The Fear of Losing Money
One of the most common fears that drives investment decisions is the fear of losing money. This fear can be particularly strong when the stock market is near all-time highs, as it is now. Many investors worry that they are buying near a top, and this can lead them to wait for a dip before investing. However, this is often an overblown worry. The S&P 500 hitting all-time highs is not an unusual event, and a J.P. Morgan study found that since 1950, the S&P 500 has hit a new high on about 7% of all trading days. Meanwhile, it never traded lower on about a third of those occasions. This means that if you waited for a dip, most of the time you were left waiting, missing out on solid gains.
The fear of losing money also often occurs when stocks correct or enter a bear market. While the common mantra is to buy the dip, that is often easier said than done when stocks are getting crushed day in and day out. This also causes some investors to sell with the intent to buy later. However, the market's largest gains typically follow its largest down days, and studies have found that investors who miss these big reversals typically greatly underperform the market.
The Fear of Missing Out (FOMO)
Another fear that drives investment decisions is the fear of missing out. When investors see the latest hot stock climbing every day and hear other people talking about all the money they've made, it's not uncommon for some investors to start to chase these stocks. However, over the long term, valuations do matter, and momentum doesn't last forever. Buying hot stocks that have already climbed a lot often leaves late investors with losses, which is why they are sometimes derogatorily called bag holders.

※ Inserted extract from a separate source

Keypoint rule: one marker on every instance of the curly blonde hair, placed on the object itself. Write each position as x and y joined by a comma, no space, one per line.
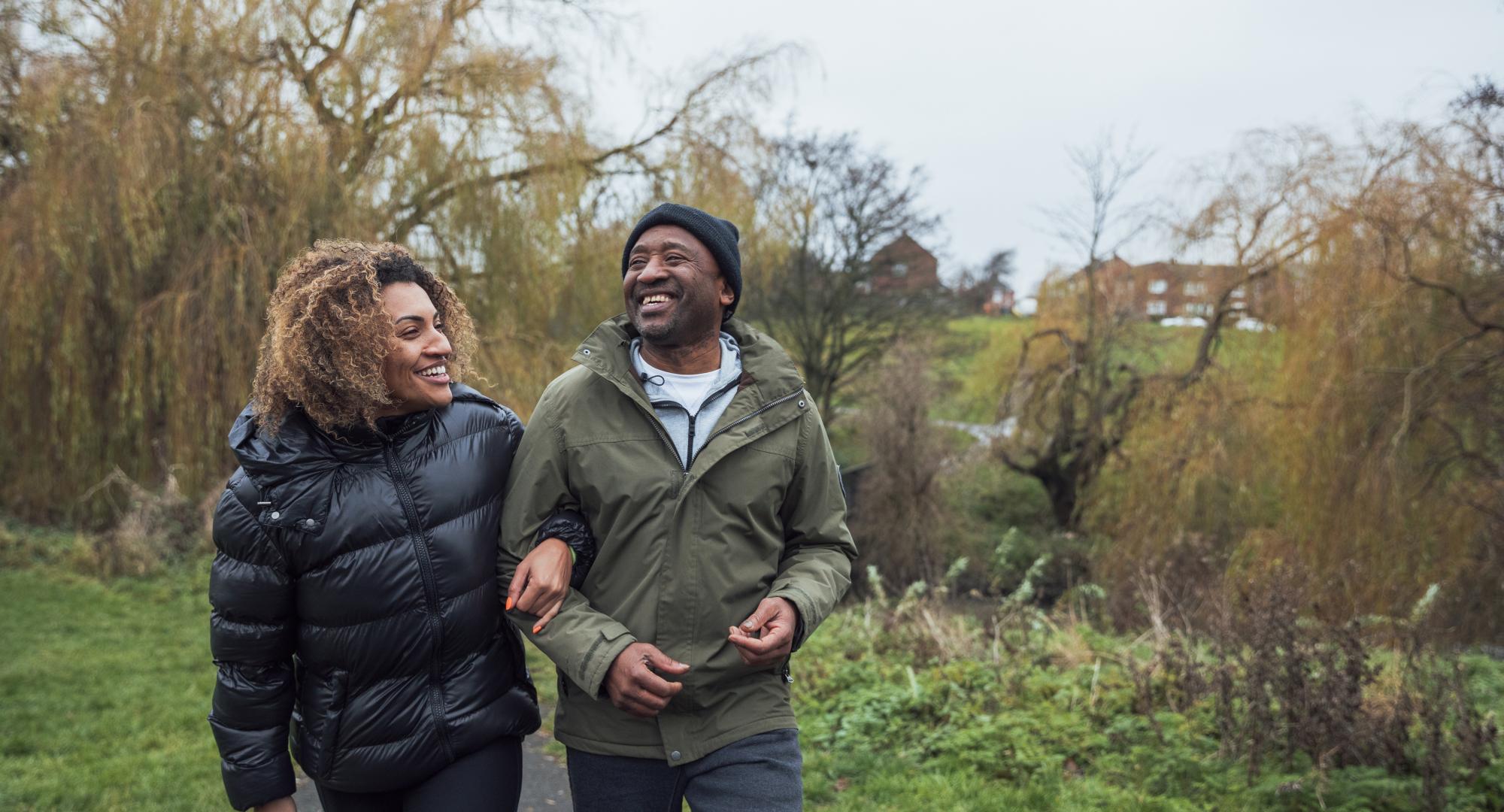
327,335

Dollar-Cost Averaging into ETFs
One of the best ways to avoid the trap of emotions affecting your investment decisions is to stick to dollar-cost averaging into index-based exchange-traded funds (ETFs). With dollar-cost averaging, you invest a set amount regularly, regardless of how the market is performing. Over the long term, this will average out your cost basis and set you up to build long-term wealth.
ETFs are the best type of investment to implement this strategy, because they give you an instant portfolio of stocks. Index ETFs, like the Vanguard S&P 500 ETF (VOO) and Invesco QQQ Trust (QQQ), which tracks the Nasdaq-100, are particularly great options with long track records of strong returns. Most individual stocks tend to underperform, but index ETFs do well because they let their winners run.
Personal Perspective
In my opinion, the fear of losing money and the fear of missing out are two of the biggest obstacles to successful investing. These emotions can lead to poor investment decisions and missed opportunities. However, by sticking to a long-term investment strategy like dollar-cost averaging into index ETFs, you can avoid these pitfalls and build a million-dollar portfolio with a lot less worry.
Broader Perspective
From a broader perspective, the fear of losing money and the fear of missing out are two of the most common human emotions that can affect investment decisions. However, by understanding these emotions and how they can impact your investment strategy, you can take steps to avoid their negative effects and build a successful investment portfolio.